According to a new assessment released on Tuesday, Nigeria will need $12 billion over the course of 12 years to clean up decades-old oil spills in the southern Bayelsa state. The report specifically blamed Shell and Eni for the majority of the contamination.
In the Niger Delta, which is plagued by pollution, war, and corruption related to the oil and gas business, Bayelsa is one of the major oil-producing states.
Oil giants in Nigeria have long been the target of legal action about Niger Delta spills, which they attribute primarily to pipeline sabotage, vandalism, and illegal refining.
In a report, the Bayelsa State Oil and Environmental Commission stated that it began an investigation into the effects of spills in 2019 and examined data from the firm, blood samples from persons in affected areas, and evidence from forensic scientists.
The inquiry found, among other things, that harmful chemicals from spills and gas flaring were found in samples of soil, water, air, and in the blood of local individuals several times greater than the safe limits, according to the commission.
“The report finds failures of strategy, prevention, response, and remediation by oil companies,” it stated.
Shell Petroleum Development Company of Nigeria Limited’s representative stated that the company was not given access to the final report and hence was unable to respond.
An Eni spokeswoman claimed that theft to supply clandestine refineries, illegal exports, and sabotage were to blame for the oil spills, but the corporation committed to cleaning up all incidents.

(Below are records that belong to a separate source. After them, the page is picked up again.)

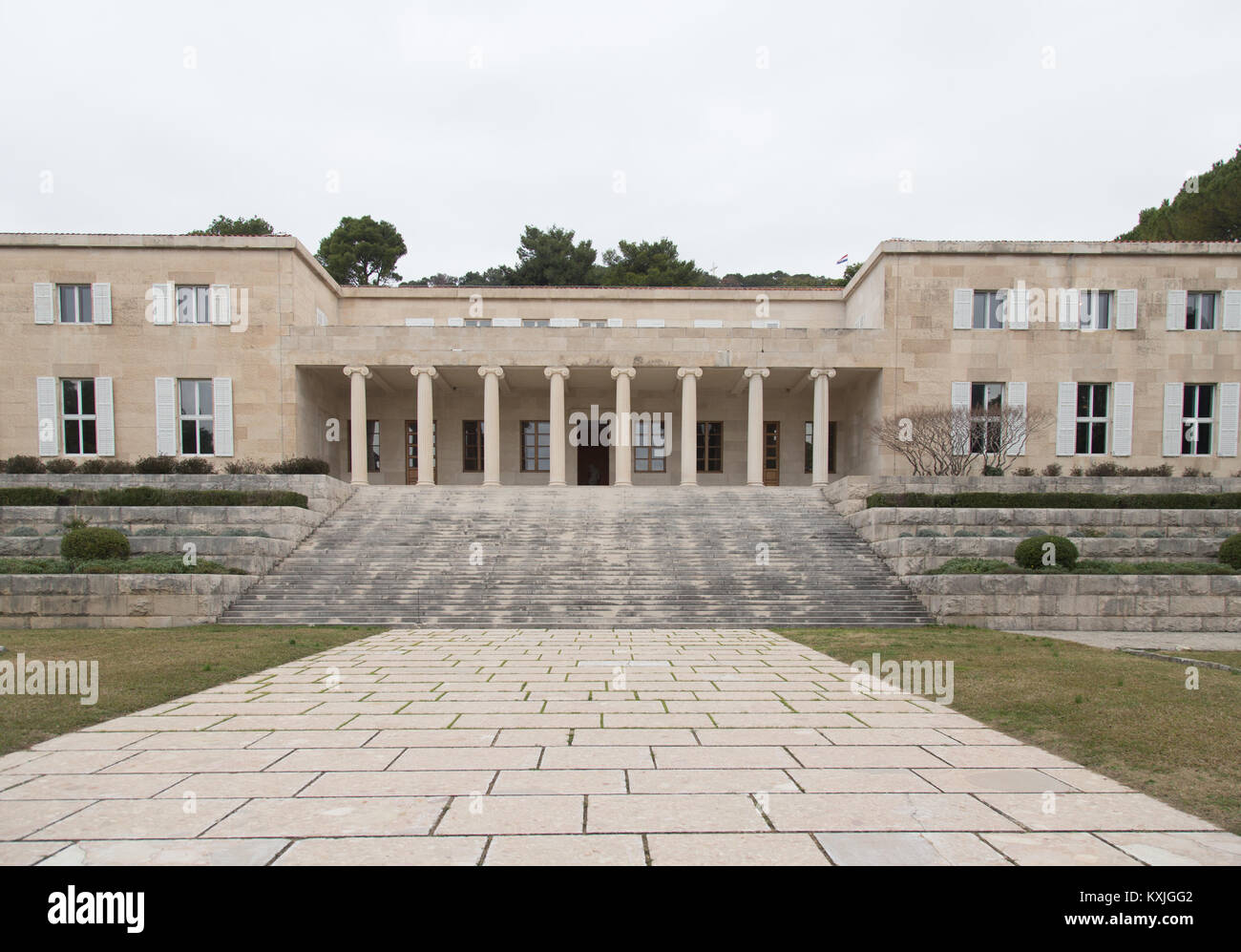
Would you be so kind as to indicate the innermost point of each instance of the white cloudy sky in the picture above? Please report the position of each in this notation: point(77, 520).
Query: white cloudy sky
point(463, 122)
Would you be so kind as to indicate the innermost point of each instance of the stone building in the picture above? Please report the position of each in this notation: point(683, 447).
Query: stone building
point(244, 348)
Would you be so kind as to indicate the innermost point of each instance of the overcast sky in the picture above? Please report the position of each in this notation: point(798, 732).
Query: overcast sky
point(757, 136)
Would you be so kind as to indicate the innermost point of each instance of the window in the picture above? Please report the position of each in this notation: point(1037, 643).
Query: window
point(810, 446)
point(1095, 310)
point(535, 446)
point(193, 305)
point(198, 417)
point(989, 309)
point(1200, 310)
point(74, 303)
point(472, 446)
point(985, 405)
point(649, 445)
point(77, 411)
point(1092, 418)
point(710, 447)
point(1198, 413)
point(372, 446)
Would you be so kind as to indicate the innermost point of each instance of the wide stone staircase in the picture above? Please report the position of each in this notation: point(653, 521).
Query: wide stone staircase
point(670, 556)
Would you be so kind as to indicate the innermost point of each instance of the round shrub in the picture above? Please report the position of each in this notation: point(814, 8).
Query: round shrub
point(1029, 551)
point(302, 466)
point(1230, 553)
point(154, 464)
point(195, 466)
point(24, 464)
point(78, 545)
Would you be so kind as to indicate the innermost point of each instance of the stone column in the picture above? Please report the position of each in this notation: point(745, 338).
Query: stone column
point(755, 434)
point(358, 452)
point(623, 434)
point(689, 423)
point(426, 425)
point(819, 448)
point(491, 423)
point(557, 422)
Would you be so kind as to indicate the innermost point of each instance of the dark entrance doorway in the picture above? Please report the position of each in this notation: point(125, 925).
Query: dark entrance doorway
point(592, 466)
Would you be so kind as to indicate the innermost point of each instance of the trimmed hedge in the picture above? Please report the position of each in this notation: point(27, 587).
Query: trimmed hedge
point(1230, 551)
point(79, 545)
point(1054, 500)
point(150, 496)
point(1029, 551)
point(139, 565)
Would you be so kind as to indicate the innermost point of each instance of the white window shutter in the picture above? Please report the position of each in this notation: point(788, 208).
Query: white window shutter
point(1122, 420)
point(962, 309)
point(162, 305)
point(1127, 309)
point(220, 305)
point(1177, 305)
point(1173, 396)
point(165, 416)
point(46, 398)
point(1230, 401)
point(1019, 318)
point(45, 308)
point(1066, 418)
point(104, 431)
point(1016, 397)
point(221, 390)
point(1232, 310)
point(959, 406)
point(100, 305)
point(1068, 309)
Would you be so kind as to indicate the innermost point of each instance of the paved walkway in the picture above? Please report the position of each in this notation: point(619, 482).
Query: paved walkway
point(578, 748)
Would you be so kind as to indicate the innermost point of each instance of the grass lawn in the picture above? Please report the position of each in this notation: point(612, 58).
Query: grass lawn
point(143, 666)
point(1128, 717)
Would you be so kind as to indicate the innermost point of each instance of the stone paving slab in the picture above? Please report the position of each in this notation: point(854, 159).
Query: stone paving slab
point(571, 748)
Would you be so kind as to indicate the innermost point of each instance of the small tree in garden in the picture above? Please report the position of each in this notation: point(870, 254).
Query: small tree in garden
point(943, 441)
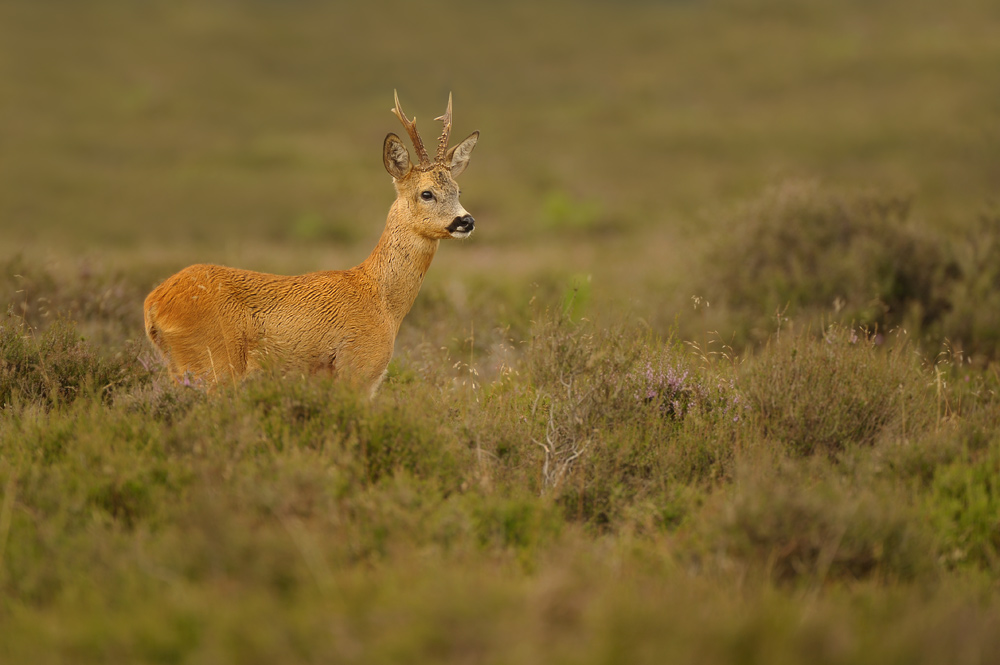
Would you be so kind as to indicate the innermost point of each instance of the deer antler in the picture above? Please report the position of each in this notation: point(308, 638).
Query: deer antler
point(446, 134)
point(411, 129)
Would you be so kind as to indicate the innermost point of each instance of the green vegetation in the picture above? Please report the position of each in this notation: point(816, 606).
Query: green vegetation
point(716, 379)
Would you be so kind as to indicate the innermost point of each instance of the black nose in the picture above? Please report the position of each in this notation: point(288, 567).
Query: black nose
point(464, 223)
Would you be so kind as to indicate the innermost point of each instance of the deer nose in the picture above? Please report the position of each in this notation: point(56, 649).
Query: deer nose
point(463, 224)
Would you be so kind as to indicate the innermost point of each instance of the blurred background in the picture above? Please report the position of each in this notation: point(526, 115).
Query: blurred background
point(620, 141)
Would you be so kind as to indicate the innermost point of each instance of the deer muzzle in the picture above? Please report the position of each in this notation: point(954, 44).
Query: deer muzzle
point(462, 226)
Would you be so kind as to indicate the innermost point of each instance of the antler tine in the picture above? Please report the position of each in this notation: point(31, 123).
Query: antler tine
point(446, 134)
point(411, 129)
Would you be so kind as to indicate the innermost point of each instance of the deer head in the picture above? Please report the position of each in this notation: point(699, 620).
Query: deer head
point(427, 190)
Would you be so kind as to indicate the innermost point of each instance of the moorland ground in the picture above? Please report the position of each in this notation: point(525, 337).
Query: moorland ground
point(715, 379)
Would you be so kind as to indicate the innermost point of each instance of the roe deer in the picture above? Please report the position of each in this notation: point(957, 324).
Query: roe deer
point(214, 323)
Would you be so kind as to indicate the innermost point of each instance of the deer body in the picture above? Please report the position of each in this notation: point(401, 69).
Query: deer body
point(216, 323)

According to the spokesman, “Eni conducts its activities in accordance with the sector’s international environmental best practices, without any distinction on a country basis.” The majority of the gas produced by Eni’s Nigerian subsidiary was turned into LNG and supplied to local power plants.
According to the commission’s study, oil company-led clean-ups were frequently poorly handled and might further contaminate soil and groundwater. Toxins that cause burns, lung difficulties, and the risk of cancer were pervasive.
The commission utilized a formula created by the United Nations to determine the cost of cleaning up spills in Ogoniland in the Niger Delta more than ten years ago and concluded that “the clean-up will cost US$12 billion over 12 years” in Bayelsa.
An organization monitoring the project warned last year that the level of pollution in Ogoniland, which was the subject of a historic $1 billion clean-up operation involving a U.N. agency, may be higher than initially thought.